We took off on a Thursday night. Ten hours, 3 stops, and 1 shitty McDonald’s Ice coffee later…
HOLD ON. How the hell does McDonalds get to call that beige probably-from-an-abused-cow coffee-flavored-70-percent-of-your daily-sugar-content milk “coffee”? That is not coffee. How are you going to default an “iced coffee” order to something the color of the pages of my leather-bound notebook. Screw you, McDs. I’ll stick to Starbucks as a last resort…bastards. (And now back to your regularly scheduled content…)
…so we got to camp Mather 10 hours later.
Camp Mather is one of the main camps on the canyon’s South Rim. It’s literally half a mile from the rim with a hundred million years worth of ridiculous views. Bears aren’t a thing in the canyon, so there are no food canisters. Keep that in mind ’cause you’ll have to keep all of your food in the car and make food runs when you’re hungry. Each camp is allotted six people (including Apes), and two tents. The spaces are very spacious–each comes with a bench and fire pit. Check out is at 11, so you might have to wait to claim your spot if you arrive early.
There are two main trails at the South Rim (at least that we noticed): Kaibab and Bright Angel. We hiked Kaibab on our first day. If you’re looking for a relatively easy hike (6 miles tops) and amazing views, this is the hike for you. Also, know that it’ll be crazy busy, but at least it makes for a very safe trek.
Something to keep in mind about hiking the Grand Canyon — the most strenuous part of any hike is the return trip. You drop about 1,000ft every mile and a half. We only went 1.5 miles into Kaibab, for 3 miles total, but the views and photo session were very much worth it. We ended the day with a shower and a trip to the village store.
Let’s talk about the village for a minute. There’s $2 showers (in quarters only) and a shop with anything you might need. If you’re not backpacking rim to rim, the Grand Canyon is definitely a very convenient place to glamp. We sure didn’t rough it, but not gonna lie, the showers felt amazing…followed by booze and food at camp.
The second day, we hiked Bright Angel trail. Mostly because I (Baker) forgot the camera batteries, we didn’t suit-up to shoot. Bright Angel is the trail you take to do a rim to rim hike. After going about 6 miles in, we learned that, if you start really early, rim to rim in one day is completely doable. Actually, there’s 3 (probably more…but this is our 3) ways to hike rim to rim:
- Start early, go across in one day, stay at hotel on the other end, and come back the next day.

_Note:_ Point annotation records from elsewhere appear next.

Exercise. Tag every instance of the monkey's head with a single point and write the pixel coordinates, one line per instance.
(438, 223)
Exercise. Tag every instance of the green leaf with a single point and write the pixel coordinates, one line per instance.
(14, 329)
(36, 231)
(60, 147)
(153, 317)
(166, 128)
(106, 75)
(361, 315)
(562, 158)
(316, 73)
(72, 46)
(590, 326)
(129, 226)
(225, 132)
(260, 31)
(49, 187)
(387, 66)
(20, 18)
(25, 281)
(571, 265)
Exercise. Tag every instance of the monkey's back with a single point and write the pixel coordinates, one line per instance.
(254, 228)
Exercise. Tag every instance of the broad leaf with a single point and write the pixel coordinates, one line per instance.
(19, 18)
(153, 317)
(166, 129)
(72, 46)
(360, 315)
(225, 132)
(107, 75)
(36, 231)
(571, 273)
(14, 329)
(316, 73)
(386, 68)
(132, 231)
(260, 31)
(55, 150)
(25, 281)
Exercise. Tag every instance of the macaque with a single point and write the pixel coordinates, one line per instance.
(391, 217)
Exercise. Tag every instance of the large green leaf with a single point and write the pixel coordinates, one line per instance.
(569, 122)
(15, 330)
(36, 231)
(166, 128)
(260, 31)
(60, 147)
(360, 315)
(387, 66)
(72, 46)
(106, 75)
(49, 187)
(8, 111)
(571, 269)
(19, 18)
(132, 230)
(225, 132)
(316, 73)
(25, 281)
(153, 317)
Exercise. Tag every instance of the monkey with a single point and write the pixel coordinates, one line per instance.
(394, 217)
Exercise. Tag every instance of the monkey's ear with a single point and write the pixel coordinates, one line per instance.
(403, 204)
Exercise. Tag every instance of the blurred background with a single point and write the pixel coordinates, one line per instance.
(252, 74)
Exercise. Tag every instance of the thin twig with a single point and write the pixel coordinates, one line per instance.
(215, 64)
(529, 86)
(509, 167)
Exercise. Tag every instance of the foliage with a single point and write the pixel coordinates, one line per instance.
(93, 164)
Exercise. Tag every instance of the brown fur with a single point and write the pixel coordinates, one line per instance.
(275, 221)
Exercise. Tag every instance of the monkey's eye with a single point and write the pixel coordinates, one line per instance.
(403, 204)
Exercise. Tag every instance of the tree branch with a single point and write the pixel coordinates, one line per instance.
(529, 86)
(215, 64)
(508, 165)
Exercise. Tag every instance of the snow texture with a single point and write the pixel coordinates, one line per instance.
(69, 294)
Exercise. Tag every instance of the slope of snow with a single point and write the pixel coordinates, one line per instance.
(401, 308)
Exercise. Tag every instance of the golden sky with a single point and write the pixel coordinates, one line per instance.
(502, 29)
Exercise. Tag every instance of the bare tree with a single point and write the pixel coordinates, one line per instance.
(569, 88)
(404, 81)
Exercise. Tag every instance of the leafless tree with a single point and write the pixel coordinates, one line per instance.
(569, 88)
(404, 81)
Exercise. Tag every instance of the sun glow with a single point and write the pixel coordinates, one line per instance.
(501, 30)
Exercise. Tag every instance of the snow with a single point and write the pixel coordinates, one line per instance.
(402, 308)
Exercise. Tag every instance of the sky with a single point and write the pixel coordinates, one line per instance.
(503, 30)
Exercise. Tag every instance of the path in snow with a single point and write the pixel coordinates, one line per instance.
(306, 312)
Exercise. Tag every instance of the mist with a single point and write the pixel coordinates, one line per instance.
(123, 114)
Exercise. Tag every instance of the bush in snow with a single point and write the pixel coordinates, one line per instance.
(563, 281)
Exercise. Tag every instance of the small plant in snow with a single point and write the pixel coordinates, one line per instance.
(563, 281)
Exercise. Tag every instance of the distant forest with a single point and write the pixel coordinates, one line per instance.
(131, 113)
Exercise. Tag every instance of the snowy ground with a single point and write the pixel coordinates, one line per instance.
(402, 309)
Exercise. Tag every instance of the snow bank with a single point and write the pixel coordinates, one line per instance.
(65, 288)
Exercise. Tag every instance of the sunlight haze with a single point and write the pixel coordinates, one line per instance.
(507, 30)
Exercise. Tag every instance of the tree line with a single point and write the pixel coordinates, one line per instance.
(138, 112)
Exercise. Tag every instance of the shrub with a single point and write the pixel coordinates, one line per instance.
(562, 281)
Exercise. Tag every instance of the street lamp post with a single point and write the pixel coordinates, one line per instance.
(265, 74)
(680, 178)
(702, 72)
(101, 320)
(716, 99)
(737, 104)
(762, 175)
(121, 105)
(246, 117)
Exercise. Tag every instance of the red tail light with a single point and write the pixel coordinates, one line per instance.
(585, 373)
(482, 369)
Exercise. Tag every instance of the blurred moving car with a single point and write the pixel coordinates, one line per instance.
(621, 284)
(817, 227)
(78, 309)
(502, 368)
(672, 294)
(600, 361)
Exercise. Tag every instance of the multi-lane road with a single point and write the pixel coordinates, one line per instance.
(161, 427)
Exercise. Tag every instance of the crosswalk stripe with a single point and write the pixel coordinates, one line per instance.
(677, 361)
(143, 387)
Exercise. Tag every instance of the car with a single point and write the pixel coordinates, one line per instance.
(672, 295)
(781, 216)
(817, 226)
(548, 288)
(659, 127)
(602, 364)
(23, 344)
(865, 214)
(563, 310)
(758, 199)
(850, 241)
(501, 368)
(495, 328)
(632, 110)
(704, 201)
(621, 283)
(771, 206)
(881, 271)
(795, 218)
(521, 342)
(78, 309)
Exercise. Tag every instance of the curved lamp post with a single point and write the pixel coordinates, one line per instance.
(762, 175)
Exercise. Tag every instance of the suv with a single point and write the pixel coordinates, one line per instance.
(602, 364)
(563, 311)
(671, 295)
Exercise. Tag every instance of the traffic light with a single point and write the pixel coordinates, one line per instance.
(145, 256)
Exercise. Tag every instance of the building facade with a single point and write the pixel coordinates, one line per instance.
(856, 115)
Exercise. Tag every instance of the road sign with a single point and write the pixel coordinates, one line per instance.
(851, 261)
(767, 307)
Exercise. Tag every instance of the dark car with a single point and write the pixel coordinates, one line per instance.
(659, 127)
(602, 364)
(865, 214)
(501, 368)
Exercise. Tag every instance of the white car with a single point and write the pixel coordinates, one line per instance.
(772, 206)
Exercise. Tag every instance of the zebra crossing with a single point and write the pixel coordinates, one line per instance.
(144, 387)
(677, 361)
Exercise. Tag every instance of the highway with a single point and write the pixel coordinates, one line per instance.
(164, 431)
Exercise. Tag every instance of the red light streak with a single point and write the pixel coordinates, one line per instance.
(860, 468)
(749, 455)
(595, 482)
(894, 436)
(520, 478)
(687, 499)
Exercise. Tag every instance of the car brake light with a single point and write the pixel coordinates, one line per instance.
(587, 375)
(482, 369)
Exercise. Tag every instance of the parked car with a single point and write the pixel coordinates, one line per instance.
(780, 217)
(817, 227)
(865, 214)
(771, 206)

- Apply for a wilderness pass at least 6 months ahead of time and backpack through the canyon (we want this!!).
- Reserve a spot A YEAR AHEAD at the Indian Garden campground…then decide how long you want to take to reach the other rim.
We didn’t get to do it this time, but we’re damn well going to next time around.
We took off early the next day and stopped by Williams, a small town just outside the Grand Canyon. It’s on route 66, so there’s a few things to check out and a few photo ops. We don’t recommend making a day of it, but it’s not a bad place to stop for brunch!
All in all, Grand Canyon is definitely worth the trip. Though the scenery does get repetitive, it doesn’t make it any less beautiful. I’m sure we had more to say initially after the trip, but we took too damn long to actually write this because of other responsibilities (yeah, Ape is responsible), and not gonna lie–if you’re following on IG and SnapChat–our activities are endless.
That’s all for now! Thank you for reading…if you made it down here.